Monday, 1 February 2016

Deep learning 06-Classify car and non-car by convolution neural network

   Convolution neural network(cnn), a powerful tools for object recognition tasks in computer vision field, you can find good explanations of this powerful technique on cs231n, it is the best, free tutorial I could found by google.

    Most of the famous cnn libraries(theano, caffe, torch etc) are hard to install on windows platform, the exceptions I found are mxnet and tiny-cnn. mxnet support cpu/gpu mode and distributed training, it is a nice tool for large-scale deep learning(whatever, my laptop do not suit for large-scale training), the draw back(for me) is it do not provide good c++ api yet, instead it provide rich binding api of python. python is a decent tool to create prototype and a nice environment for research purpose, but it is not an good option to create stand alone binary, which could run on the machine without asking the users to install a bunch of tools(anaconda, virtual machine etc). This is why I choose tiny-cnn to train the binary classifier.

    Object classification is a difficult task, there are many variations you need to deal with, like intra-class variation, different view-points, occlusion, background clutter, illumination variation, deformation.

Intra-class variation
Different view point
Background clutter
Variant illumination

    It is hard to solve all of the challenges at once(however, CS231n claim that cnn could solve all of the problems I mentioned above), instead, we make some assumptions on the object we want to classify(To create a successful image classifier, it is very important to make assumption before you write down single line of code). Following are my assumptions(preconditions) of this binary classifier.

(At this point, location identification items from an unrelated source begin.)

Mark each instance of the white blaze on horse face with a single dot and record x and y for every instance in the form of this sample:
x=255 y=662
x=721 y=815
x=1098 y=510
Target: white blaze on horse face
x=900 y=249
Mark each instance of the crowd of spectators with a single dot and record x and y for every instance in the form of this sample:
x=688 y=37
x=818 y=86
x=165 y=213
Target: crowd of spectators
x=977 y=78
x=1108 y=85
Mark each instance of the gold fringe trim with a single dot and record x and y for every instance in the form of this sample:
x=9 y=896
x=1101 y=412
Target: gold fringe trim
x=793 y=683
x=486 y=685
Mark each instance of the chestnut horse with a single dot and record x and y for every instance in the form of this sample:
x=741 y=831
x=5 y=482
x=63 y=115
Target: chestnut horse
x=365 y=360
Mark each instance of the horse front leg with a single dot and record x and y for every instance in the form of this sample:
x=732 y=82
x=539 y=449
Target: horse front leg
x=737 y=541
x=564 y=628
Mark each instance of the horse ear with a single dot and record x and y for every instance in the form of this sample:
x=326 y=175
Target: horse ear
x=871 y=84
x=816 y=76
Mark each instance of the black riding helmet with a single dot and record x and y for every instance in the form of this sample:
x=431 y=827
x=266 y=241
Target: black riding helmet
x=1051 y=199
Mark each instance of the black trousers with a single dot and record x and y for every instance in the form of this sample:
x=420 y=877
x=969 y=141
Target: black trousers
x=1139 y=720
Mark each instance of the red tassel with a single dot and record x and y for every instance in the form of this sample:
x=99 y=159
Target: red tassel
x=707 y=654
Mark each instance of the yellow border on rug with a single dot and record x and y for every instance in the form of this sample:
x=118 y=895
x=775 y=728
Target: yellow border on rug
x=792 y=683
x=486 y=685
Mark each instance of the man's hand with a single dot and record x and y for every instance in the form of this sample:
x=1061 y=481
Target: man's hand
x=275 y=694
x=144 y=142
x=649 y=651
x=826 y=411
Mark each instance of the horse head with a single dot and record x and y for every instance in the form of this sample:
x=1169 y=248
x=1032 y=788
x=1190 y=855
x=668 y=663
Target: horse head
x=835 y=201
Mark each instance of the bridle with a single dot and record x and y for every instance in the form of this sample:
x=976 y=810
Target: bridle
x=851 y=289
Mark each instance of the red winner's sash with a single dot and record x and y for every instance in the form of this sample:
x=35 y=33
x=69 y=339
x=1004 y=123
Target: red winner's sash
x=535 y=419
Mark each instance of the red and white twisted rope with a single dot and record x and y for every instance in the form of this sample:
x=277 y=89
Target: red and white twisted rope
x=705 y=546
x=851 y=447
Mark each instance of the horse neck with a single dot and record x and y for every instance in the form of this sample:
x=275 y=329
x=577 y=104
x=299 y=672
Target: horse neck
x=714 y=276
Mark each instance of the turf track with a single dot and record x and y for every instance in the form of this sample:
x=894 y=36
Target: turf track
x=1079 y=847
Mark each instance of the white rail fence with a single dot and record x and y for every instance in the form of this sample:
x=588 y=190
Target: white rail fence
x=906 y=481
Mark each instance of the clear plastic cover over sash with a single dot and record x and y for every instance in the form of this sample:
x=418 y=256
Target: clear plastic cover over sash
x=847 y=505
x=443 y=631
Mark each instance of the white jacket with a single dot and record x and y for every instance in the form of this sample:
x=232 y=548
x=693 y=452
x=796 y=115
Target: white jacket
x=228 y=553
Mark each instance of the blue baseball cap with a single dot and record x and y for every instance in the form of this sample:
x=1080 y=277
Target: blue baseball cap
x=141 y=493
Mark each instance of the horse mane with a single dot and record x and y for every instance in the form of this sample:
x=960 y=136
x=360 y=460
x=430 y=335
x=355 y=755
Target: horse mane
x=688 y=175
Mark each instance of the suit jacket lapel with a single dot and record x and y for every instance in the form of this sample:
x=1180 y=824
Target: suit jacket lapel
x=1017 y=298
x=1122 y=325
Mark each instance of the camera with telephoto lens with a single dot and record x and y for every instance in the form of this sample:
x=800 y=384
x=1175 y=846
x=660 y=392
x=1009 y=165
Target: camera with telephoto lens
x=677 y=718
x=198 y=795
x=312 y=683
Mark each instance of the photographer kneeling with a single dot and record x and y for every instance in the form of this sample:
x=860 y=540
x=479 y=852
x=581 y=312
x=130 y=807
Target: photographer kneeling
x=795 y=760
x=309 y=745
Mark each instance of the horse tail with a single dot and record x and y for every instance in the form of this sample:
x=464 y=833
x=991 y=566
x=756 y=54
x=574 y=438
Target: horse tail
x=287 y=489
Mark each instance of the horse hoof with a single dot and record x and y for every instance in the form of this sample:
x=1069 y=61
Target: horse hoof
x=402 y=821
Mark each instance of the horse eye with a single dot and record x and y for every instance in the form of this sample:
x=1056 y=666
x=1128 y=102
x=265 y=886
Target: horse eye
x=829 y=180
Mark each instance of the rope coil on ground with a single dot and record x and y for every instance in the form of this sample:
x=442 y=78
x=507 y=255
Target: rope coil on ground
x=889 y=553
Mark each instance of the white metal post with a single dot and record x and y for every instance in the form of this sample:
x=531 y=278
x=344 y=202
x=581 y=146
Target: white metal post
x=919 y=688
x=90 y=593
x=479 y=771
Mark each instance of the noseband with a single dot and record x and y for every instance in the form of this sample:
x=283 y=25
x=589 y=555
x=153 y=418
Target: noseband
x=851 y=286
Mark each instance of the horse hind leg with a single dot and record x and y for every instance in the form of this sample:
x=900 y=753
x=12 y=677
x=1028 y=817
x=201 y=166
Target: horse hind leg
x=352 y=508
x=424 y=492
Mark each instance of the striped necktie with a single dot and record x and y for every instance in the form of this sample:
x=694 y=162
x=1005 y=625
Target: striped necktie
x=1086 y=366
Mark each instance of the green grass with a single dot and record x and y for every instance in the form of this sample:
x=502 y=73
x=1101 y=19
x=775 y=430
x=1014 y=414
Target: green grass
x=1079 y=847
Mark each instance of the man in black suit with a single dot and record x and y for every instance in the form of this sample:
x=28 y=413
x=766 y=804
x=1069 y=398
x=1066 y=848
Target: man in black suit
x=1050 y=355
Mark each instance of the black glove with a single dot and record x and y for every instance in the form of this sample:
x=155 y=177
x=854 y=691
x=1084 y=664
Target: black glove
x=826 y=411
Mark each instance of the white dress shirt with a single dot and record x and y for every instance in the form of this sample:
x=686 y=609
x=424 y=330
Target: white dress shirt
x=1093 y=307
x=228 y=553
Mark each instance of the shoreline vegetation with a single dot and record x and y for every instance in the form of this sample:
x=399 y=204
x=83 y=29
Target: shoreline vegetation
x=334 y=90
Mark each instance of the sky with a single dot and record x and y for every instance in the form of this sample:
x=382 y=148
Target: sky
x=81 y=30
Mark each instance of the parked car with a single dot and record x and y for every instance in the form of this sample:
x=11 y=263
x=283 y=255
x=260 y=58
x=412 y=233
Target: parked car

Assumption on the classifer

1 : This classifier only able to classify car and non-car
2 : This classifier assume good lighting conditions
3 : This classifier can deal with different viewpoint of cars
4 : This classifier do not rely on color information
5 : This classifier can deal with intra-class variation

    After the assumption has been made, we can start coding. The data set of the cars are come from the stanford AI lab, non cars example are come from caltech101. I randomly pick 6000 cars and 6000 non cars from these data set and do some augmentation to increase the size of the training. I use it to classify 1000 cars and 1000 non cars image(different data from the data set), the best accuracy is 1956/2000(97.8%). Not bad, but still got rooms to improve.

    The codes are located at github. I do not intent to explain the details of the codes(I can understand what am I wrote even after several years), but summarize the key points I learned from this tiny classifier.

Tips of training cnn by tiny-cnn

1 : Shuffle your training set, else the accuracy would always be 50%.
2 : Initial weights have big impact on the training results, you may get bad results several times because the initial weights are bad especially when you are using adagrad to as the optimizer, remember to run the training process again if the accuracy is ridiculous low.
3 : Augment your data, cnn is a resource hungry(include cpu,gpu,ram,samples) machine learning algorithms, try out different augmentation scheme(rotation, horizontal/vertical flip, illumination variation, shifting etc) and find out those help you gain better results.
4 : Try with different optimization algorithms and error functions, for this data set, mse and adagrad work best for me.
5 : Try with different batch size and alpha value(learning rate).
6 : Log your results.
7 : Start from shallow network, deeper network do not equal to better results, especially for small data set.